Young and coffee in varying degrees, Kat also says stuff @ThoroughlyMode
Published July 8th 2010
When Richmond Park was a deer park for the king, Ham House was the very height of Restoration chic, and one of the centres of courtly life – this is around 1670 we're talking. It's unusual that the building has survived in pretty much its original state, but it's not changed much since the stately vision of it was conceived by the Countess of Dysart, one of the key figures in the English Civil War and a staunch conspirator on the side of Charles II.
A brief history of Ham House: Built in 1610, the house passed to William Murray, the 1st Earl of Dysart, in 1626, who'd been the 'whipping boy' for Charles I – he literally took the young prince's punishments.
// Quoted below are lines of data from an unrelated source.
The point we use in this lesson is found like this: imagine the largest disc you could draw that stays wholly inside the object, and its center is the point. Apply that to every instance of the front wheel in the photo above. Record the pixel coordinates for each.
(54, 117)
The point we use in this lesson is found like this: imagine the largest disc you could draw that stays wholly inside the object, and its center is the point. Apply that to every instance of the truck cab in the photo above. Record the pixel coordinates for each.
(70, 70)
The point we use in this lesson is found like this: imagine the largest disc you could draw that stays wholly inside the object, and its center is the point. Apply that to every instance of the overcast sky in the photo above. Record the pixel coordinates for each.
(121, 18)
Murray was the one who collected much of the art on the walls today, he shared Charles' artistic tastes. On Murray's death his title and house passed to his daughter Elizabeth, who became the Countess of Dysart and known for her involvement in the political intrigues surrounding Charles II and for her taste for opulence. This is the era when wealth was pouring most freely into the house and the last great refurbishments and most valuable treasures were instated. After that most of the work done on the house were repairs – and adding some mod cons so that it could be lived in up until 1948, when it was given to the National Trust.
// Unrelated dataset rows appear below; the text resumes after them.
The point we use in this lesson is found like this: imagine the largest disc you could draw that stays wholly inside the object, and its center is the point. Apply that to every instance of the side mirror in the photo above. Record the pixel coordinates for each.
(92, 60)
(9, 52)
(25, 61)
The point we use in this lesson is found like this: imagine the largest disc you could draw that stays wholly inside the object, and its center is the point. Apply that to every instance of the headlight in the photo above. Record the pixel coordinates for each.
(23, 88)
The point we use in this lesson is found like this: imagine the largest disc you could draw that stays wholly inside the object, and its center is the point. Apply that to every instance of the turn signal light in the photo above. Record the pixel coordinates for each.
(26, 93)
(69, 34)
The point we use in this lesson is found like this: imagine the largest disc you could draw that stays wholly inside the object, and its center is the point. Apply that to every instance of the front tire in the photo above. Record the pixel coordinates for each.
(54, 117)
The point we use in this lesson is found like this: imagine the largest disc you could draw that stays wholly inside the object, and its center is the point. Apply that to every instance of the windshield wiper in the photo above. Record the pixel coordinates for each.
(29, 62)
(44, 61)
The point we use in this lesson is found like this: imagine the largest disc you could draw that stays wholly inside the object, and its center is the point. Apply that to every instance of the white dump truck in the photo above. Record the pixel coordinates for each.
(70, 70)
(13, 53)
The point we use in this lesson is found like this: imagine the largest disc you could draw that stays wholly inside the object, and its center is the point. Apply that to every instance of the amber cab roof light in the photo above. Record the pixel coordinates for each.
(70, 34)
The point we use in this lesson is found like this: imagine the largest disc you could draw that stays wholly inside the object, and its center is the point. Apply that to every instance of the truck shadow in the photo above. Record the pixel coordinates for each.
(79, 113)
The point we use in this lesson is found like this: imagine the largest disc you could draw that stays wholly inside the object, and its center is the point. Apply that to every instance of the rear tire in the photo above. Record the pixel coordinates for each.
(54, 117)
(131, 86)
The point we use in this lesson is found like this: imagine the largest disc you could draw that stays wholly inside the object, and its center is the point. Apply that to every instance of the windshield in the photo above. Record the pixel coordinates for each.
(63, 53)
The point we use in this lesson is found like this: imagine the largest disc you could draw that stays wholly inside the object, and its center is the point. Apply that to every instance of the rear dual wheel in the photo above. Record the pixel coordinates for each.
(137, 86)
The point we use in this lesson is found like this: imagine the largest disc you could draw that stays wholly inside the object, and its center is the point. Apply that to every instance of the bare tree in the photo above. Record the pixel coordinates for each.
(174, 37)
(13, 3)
In practical terms that makes Ham House one of the best kept and most authentic great Stuart houses, and for visitors an opportunity to see first hand how the court of this period lived. And the upper echelons of society certainly lived well – not much appears to have been spared at Ham when it came to creating an appearance of great formal grandeur. This house has definitely been designed to impress, complete with grand staircases, long, wood panelled corridors lined with artworks and plush fabrics, carpets and furnishings, which are even more impressive when you remember that they were all made by craftsmen not at the Habitat factory.
The garden isn't just one of the few formal gardens surviving from this period, it's also historic and photogenic, especially the cherry garden and the south terrace planted with yew and pomegranate. There's a maze and an Orangery, and a brick ice house and a still, and lavender lined paths leading up to a statue of Bacchus, who Charles II was supposed to remind people a little of. If the day is too nice to spend indoors there's a reduced ticket price that just lets you into the garden where you're welcome to bring a picnic.
It's said, on the Ham House tour, that the Countess haunts the grounds of what she considered HER great house. But the Dysart name lives on more tangibly in the form an excellent pub, a short, and very pleasant, walk through Richmond Park from Ham House. The food is reliably good, despite frequent menu changes.